Save the model to disk in the specified output format.
- Parameters
module (Optional(torch.jit.ScriptModule | torch.export.ExportedProgram | torch.fx.GraphModule)) – Compiled Torch-TensorRT module
inputs (torch.Tensor) – Torch input tensors
output_format (str) – Format to save the model. Options include exported_program | torchscript.
retrace (bool) – When the module type is a fx.GraphModule, this option re-exports the graph using torch.export.export(strict=False) to save it. This flag is experimental for now.
- torch_tensorrt.load(file_path: str = '') Any [source]¶
Load either a Torchscript model or ExportedProgram.
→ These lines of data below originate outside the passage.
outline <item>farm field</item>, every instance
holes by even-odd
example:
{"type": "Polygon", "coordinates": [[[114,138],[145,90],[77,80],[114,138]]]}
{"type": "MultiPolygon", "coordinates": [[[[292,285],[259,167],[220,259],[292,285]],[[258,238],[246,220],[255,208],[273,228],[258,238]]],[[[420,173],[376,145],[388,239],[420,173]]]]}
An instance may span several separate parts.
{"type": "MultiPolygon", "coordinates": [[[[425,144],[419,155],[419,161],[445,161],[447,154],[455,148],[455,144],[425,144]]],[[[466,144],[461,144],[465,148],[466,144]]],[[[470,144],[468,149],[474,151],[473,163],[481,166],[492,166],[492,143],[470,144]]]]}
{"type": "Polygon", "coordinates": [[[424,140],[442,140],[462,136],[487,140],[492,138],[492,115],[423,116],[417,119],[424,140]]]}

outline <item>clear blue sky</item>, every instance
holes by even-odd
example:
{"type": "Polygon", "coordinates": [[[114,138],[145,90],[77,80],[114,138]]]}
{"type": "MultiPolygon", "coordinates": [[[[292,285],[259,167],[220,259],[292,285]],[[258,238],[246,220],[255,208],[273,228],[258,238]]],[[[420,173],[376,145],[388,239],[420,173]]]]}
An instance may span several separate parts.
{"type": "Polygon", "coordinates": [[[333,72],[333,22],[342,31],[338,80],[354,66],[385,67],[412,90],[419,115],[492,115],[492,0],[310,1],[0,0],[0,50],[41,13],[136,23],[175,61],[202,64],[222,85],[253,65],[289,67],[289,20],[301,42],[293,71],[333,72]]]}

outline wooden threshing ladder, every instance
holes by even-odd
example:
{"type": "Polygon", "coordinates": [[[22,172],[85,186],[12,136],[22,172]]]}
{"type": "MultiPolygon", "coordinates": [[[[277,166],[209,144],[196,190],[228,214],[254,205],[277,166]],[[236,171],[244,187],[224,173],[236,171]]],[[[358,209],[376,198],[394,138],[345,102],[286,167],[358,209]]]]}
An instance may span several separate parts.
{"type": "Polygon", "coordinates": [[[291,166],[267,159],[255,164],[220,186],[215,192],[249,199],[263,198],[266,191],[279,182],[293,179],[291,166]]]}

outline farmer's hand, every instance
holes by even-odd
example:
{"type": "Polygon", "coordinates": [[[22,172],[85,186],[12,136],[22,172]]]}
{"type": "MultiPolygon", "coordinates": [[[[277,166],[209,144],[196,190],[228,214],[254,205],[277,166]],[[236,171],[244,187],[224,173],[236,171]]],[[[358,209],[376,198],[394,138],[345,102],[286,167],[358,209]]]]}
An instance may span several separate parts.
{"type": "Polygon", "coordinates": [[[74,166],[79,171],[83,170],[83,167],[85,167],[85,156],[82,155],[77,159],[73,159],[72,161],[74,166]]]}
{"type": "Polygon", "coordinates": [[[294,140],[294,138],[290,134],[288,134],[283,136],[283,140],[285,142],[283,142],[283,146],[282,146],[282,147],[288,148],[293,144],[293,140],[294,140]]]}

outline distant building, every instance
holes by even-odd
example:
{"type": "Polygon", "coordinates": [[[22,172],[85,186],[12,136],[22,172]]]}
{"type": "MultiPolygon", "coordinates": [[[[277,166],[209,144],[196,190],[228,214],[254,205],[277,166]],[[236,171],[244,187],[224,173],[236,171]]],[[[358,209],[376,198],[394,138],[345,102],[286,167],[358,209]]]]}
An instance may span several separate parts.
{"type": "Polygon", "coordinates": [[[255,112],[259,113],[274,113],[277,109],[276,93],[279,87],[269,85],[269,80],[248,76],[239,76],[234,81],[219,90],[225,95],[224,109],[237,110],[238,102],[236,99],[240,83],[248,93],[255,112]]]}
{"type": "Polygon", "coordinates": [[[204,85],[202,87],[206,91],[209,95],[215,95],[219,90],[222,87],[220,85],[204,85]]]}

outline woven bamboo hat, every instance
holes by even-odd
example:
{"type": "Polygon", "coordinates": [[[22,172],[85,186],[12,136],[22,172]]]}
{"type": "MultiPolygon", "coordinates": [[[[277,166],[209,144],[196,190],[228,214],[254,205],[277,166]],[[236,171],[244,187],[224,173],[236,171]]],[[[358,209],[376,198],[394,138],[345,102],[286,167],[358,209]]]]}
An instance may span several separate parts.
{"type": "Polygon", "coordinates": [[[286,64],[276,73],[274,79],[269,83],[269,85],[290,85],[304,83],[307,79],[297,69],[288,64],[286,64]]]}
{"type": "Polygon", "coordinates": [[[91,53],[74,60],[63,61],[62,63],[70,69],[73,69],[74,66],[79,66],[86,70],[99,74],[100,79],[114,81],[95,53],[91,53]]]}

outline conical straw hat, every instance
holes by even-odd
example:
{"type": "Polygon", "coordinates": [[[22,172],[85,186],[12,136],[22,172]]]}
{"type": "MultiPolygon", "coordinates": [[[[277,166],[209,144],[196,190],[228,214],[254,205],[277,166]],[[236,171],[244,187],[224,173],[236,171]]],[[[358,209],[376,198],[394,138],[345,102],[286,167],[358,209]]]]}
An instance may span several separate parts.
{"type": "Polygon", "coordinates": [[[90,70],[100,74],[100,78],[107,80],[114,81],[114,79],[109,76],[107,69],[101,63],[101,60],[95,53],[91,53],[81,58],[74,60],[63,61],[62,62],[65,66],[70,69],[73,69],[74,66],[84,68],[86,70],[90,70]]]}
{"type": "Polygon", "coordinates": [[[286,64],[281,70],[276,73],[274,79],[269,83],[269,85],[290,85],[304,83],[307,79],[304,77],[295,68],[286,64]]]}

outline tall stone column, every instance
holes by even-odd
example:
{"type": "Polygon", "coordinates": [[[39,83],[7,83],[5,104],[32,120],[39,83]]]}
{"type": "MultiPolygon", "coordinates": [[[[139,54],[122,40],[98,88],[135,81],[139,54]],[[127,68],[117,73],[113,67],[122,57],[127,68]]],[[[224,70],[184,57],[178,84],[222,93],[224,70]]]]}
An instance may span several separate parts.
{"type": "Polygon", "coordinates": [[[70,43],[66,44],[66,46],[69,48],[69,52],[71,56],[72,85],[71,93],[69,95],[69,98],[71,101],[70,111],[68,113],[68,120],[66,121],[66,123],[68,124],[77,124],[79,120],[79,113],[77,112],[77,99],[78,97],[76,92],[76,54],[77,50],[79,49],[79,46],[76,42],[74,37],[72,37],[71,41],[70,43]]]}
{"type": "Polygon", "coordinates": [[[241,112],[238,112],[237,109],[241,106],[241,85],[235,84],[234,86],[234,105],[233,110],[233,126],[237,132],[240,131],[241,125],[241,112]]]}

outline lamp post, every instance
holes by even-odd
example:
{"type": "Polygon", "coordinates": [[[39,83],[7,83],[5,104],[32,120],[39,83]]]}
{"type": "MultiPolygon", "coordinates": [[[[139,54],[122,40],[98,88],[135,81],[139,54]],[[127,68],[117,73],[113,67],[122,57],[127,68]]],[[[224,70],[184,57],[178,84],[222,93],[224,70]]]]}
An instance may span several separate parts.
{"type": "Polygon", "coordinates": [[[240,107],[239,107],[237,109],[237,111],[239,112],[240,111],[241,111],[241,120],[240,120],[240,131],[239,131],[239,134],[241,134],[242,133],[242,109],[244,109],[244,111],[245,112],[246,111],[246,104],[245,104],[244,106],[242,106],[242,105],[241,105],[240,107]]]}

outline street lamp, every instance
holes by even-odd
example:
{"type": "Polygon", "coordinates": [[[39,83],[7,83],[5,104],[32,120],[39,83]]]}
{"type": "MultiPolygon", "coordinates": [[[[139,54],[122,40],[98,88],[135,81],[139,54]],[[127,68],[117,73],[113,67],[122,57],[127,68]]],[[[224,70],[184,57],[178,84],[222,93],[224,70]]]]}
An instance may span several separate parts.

Loads a TorchScript or ExportedProgram file from disk. File type will be detect the type using try, except.
- Parameters
file_path (str) – Path to file on the disk
- Raises
ValueError – If there is no file or the file is not either a TorchScript file or ExportedProgram file
Classes¶
- class torch_tensorrt.Input(*args: Any, **kwargs: Any)[source]¶
Defines an input to a module in terms of expected shape, data type and tensor format.
- Variables
shape_mode (torch_tensorrt.Input._ShapeMode) – Is input statically or dynamically shaped
shape (Tuple or Dict) –
Either a single Tuple or a dict of tuples defining the input shape. Static shaped inputs will have a single tuple. Dynamic inputs will have a dict of the form
{"min_shape": Tuple, "opt_shape": Tuple, "max_shape": Tuple}
dtype (torch_tensorrt.dpython:type) – The expected data type of the input tensor (default: torch_tensorrt.dtype.float32)
format (torch_tensorrt.TensorFormat) – The expected format of the input tensor (default: torch_tensorrt.TensorFormat.NCHW)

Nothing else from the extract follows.